The appealing thing about eggs is that they’re high in protein. One large boiled egg offers 71 calories, 6 grams (g) of protein, 5 g of fat, 0.4 g of carbohydrates, and 0 g fiber, according to the U.S. Department of Agriculture (USDA). (5) “Eggs are a complete protein and contain nutrients like vitamin D and choline,” says Amy Shapiro, RD, CDN, the founder and director of Real Nutrition in New York City. (A complete protein is one that contains all the essential amino acids, according to the U.S. Food and Drug Administration [FDA].) (6) Choline is a nutrient that helps produce neurotransmitters that regulate memory and mood, among other functions, according to the National Institutes of Health. (7)
Though some past research has linked breakfasts high in protein that contain eggs with helping dieters shed pounds, “there’s nothing magical about eggs for weight loss,” says Shapiro. (8)
What are the Side Effects of Eating Mostly Boiled Eggs?
This diet is very low calorie and restricts many high-fiber foods like whole grains and beans. Because of that, you may miss the mark on fiber if you’re not careful. It’s recommended that men ages 50 and younger get at least 38 g of fiber and women get at least 25 g of fiber, per the Mayo Clinic. (9) Go too low and you may be at risk of constipation. The risk of constipation is especially high if you eat only eggs, as eggs have zero grams of fiber. (5)
Is It Safe to Follow the Boiled-Egg Diet?
If you follow the boiled-egg diet for a short period and you’re generally healthy, it’s unlikely to cause any problems. “I consider this a red-carpet diet. It’s only something to try when you want to see results quickly and you’re okay with feeling restricted for a short period of time,” says Shapiro. She notes that this diet takes its cues from the 1960s, a time when “it was considered ladylike and demure to restrict yourself,” she says. But it goes without saying that that’s not a healthy headspace to be in.
Also, there is continuing confusion about whether or not eggs are good for you, as they contain dietary cholesterol. Each egg has 184 milligrams (mg) of cholesterol, according to the USDA. (4) A study published in March 2019 in the Journal of the American Medical Association concluded that each additional 300 mg of dietary cholesterol consumed per day was associated with a 17 and 18 percent increased risk, respectively, of cardiovascular disease and death from any cause. (10) Meanwhile, another study, which was published in May 2018 in the American Journal of Nutrition, suggested that cholesterol is less risky in adults with prediabetes and type 2 diabetes. Authors reported that participants who consumed a “high-egg diet” for three months did not experience changes in blood lipid levels or markers of inflammation (which would indicate a change in cardiovascular health) compared with those on a low-egg diet. Researchers defined a high-egg diet as consuming 12 or more eggs per week, while they said a low-egg diet involved eating fewer than 2 eggs per week. (11)

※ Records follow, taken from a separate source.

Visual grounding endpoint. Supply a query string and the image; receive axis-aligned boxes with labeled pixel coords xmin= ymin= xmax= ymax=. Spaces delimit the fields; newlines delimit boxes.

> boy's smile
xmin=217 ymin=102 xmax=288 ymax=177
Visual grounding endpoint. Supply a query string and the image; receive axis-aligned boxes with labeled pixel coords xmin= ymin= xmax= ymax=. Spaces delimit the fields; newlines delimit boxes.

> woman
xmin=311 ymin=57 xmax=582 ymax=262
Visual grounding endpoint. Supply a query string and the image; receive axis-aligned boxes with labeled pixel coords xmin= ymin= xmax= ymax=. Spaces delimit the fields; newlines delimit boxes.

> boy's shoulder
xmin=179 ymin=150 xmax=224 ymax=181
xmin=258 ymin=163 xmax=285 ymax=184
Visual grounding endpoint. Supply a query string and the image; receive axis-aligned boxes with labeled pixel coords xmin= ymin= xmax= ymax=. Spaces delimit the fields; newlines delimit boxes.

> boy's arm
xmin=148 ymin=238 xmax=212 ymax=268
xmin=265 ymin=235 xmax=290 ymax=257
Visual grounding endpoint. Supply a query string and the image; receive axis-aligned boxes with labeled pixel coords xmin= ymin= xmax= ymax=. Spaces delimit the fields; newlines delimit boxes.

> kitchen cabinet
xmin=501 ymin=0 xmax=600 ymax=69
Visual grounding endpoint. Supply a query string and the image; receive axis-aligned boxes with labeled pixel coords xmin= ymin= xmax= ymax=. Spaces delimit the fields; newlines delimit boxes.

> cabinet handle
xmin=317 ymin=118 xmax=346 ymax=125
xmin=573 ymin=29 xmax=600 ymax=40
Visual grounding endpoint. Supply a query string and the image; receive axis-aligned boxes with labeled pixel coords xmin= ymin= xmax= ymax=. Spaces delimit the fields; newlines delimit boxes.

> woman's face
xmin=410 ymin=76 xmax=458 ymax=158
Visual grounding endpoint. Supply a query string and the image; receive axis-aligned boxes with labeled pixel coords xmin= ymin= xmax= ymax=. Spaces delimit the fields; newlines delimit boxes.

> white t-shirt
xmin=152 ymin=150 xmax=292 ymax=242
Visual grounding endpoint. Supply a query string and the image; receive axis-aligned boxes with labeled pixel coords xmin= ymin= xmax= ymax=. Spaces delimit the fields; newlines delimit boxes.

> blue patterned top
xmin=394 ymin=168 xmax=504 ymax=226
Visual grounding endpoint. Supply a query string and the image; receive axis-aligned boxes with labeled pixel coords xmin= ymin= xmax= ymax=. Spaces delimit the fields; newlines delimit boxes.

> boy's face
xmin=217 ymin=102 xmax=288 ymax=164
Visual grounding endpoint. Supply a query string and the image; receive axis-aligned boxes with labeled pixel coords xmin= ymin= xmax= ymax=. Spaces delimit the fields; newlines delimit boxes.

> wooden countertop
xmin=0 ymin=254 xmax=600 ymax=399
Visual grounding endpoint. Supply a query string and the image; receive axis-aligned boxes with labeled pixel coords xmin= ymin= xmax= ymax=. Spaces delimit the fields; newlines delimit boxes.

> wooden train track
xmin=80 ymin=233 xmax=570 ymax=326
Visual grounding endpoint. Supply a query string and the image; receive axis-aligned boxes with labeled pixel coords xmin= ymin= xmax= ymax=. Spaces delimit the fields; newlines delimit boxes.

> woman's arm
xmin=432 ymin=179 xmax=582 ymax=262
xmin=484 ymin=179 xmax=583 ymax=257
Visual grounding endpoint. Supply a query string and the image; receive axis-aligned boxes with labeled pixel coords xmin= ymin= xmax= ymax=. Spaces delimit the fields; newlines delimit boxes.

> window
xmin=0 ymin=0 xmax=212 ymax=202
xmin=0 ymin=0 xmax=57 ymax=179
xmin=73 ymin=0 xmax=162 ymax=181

Though some people continue to show concern over dietary cholesterol, the limit was removed from the 2015–2020 Dietary Guidelines. (12) But, the guidelines read, “this change does not suggest that dietary cholesterol is no longer important to consider when building healthy eating patterns”; going on to advise people to “consume as little dietary cholesterol as possible.”
Eggs are also flagged for their saturated fat content. Each large egg contains 1.5 g of saturated fat. (5) The guidelines recommend capping daily intake of saturated fat at less than 10 percent of calories per day for optimal heart health.